Trash is inevitable in human environments, particularly with our dependence on packaging of goods. Ideally, incoming products would have minimal or reusable packaging; the reusable materials are reused, and the additional packaging is recycled. Those materials that cannot be recycled thru normal channels should be placed into consideration for alternate uses; for example, plastic bottles serve multiple purposes once cleaned, ranging from food storage to mini planters. Newprint can become part of a composting plan or vermiculture system.

Obvious recycled materials like aluminum and plastics would go to a central recycling center, which should also accommodate other materials like batteries, scrap metal, cardboard and paper. Finally, material that cannot be repurposed, reused, recycled, or consumed will need to be transported to a government-approved waste management facility for proper disposal. (Note that high-efficiency self-powered incinerators may be appropriate in some environments).

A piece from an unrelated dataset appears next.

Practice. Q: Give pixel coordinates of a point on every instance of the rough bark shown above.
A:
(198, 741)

All food waste should be directly composted into a closed unit outside  - this material will naturally decompose into fertile, rich soil, even if left untended. Eventually this material will lose much of its volume, and can fertilize the garden, or simply be allowed to become part of the soil. 

Human waste provides some unique challenges- it is entirely organic and provides plants with critical nutrition, but in raw form is repulsive to most people and can carry organic pathogens. An ideal system avoids contaminating wastewater, groundwater, or surrounding areas while taking advantage of the organic richness of human waste. There are a variety of composting toilets that range from liquid free, power free standalone systems to powered, low-flush systems that transfer the waste as a normal flush toilet would, but instead of transferring the waste to a septic or sewage system it instead moves it to a specially-designed  composting chamber. Over time this reduces the waste by over 90%, killing existing bacteria, and forming a rich garden-ready humus. 

Finally, and where possible, bathrooms should have urinals, which route to a different area. Urine is rich in phosphates and nitrates, which are beneficial to plants but not to the composting process. When combined with greywater, liquid human waste adds necessary nutrients to greenery.

HEATING, VENTILATION, & AIR CONDITIONING (HVAC)

EcoBox climate controls must vary dramatically based on the specific installation. Temperate climates need less insulation, and may not need any heating or cooling. Northern climes may need little cooling, but a good deal more heating. For tropical climates, the largest challenge will be cooling when the sun is heating up surfaces. As described in the roofing section, the system design should prevent a good deal of sun from hitting the dwelling itself. In addition, the electrical power system may provide sufficient energy for a high-efficiency small air conditioning unit. Natural ventilation will be optimal when the exterior temperature is pleasant- aided by opening windows and doors on opposing sides of the structure, leading to cross ventilation.

High-efficiency ceiling fans can also serve to move air around, and provide a cooling affect to residents. Where necessary, a solar thermal heat box may use the sun's natural radiated heat to heat internal spaces, even when the outside temperature is uncomfortably cool.